An ending shot. Weddings: Usually this is the couple walking away in the evening, the first dance or a night portrait of the couple. Portraits: this is best as a great family shot – ones walking away are fantastic but not necessary.

Portraits by elizabeth&jane photography

8. Conscious editing

Be conscious when editing your images. If you make only one image black and white, and the rest are colour, when putting that image in a design with all colour images, it will look out of place. It’s best to make a few black and white in that series so that there isn’t just one that is a different tone.
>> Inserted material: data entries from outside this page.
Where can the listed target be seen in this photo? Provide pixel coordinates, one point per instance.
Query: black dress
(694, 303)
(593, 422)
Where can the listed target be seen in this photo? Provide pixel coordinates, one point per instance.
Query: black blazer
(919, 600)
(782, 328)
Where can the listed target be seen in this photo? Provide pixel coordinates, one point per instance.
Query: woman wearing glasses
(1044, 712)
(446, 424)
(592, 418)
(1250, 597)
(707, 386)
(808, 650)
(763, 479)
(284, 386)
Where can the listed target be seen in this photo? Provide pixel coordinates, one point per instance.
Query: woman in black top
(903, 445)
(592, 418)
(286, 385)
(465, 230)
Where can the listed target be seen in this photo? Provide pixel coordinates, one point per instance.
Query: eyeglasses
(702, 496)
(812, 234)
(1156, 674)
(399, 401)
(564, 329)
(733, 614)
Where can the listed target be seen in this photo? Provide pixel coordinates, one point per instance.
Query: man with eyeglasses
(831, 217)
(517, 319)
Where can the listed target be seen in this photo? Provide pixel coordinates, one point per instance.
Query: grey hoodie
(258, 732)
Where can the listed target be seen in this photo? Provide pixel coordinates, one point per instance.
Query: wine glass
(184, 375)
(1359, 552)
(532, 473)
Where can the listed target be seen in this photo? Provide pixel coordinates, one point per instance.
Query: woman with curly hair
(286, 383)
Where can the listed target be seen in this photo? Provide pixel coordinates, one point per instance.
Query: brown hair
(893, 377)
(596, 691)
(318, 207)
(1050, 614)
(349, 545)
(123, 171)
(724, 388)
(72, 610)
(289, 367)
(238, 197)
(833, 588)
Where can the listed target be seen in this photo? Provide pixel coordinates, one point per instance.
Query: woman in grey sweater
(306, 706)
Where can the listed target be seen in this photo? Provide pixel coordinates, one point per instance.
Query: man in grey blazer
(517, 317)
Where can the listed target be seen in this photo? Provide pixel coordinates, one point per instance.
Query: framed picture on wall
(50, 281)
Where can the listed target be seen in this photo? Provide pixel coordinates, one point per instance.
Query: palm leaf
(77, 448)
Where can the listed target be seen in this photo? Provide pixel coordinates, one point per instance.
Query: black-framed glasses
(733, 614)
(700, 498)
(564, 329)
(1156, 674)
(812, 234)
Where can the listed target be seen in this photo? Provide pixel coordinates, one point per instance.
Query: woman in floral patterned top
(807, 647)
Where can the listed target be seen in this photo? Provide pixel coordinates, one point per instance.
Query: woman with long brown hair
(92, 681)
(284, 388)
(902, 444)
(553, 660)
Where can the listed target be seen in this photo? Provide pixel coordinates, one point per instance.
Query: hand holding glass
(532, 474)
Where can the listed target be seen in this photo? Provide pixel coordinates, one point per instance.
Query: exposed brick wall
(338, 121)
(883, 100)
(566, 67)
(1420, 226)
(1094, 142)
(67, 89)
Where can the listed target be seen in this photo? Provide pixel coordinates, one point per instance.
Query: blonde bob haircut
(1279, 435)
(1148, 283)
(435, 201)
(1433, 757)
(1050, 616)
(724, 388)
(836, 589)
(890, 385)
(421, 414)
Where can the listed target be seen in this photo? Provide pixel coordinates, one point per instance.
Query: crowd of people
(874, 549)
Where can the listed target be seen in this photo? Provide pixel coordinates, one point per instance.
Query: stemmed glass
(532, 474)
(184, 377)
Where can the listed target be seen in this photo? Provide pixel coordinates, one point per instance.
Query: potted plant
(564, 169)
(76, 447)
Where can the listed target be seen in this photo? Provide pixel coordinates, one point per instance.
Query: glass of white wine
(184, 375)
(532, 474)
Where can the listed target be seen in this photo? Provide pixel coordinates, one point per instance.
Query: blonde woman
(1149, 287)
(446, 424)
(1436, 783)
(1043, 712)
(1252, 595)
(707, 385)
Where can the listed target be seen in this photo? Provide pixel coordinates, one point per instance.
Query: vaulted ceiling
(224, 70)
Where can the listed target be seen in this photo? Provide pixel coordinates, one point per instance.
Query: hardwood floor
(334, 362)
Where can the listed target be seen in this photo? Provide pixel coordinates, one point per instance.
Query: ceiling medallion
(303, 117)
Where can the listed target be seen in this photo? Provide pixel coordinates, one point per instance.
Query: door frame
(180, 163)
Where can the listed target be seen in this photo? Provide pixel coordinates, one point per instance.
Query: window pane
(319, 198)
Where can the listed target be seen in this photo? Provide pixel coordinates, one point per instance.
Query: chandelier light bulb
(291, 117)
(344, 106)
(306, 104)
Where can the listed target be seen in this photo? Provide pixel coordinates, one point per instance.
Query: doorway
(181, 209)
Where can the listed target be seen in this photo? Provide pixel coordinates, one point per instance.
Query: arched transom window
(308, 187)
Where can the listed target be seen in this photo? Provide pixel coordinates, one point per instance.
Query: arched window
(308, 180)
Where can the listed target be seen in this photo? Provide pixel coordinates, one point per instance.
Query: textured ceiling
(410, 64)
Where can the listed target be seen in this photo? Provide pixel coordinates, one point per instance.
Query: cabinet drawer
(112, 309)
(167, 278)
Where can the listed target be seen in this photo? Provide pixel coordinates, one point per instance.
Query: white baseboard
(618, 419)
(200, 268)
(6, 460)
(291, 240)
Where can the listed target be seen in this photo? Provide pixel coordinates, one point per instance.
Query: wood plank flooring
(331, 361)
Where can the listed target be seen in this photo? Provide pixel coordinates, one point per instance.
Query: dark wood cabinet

This also applies to any effects that change the tone of the image – it’s best to keep everything as consistent as possible.

Portraits by elizabeth&jane photography

9. Sequentially order photos

When preparing your files to put them in the album, make sure you have them in the proper sequential order – this is more important for wedding albums than portrait albums. This will save you from headaches later when the bride asks you to move an image to the proper order as to when the event took place. (I have totally had this happen to me and I just about cried because it meant redesigning the spreads!)

Portraits by elizabeth&jane photography

10. Less images make each image stronger

Albums always look better when there are less images rather than more. Cramming 200 images into a 40 page album makes it look very cluttered and would look more streamlined with around 80-100 images.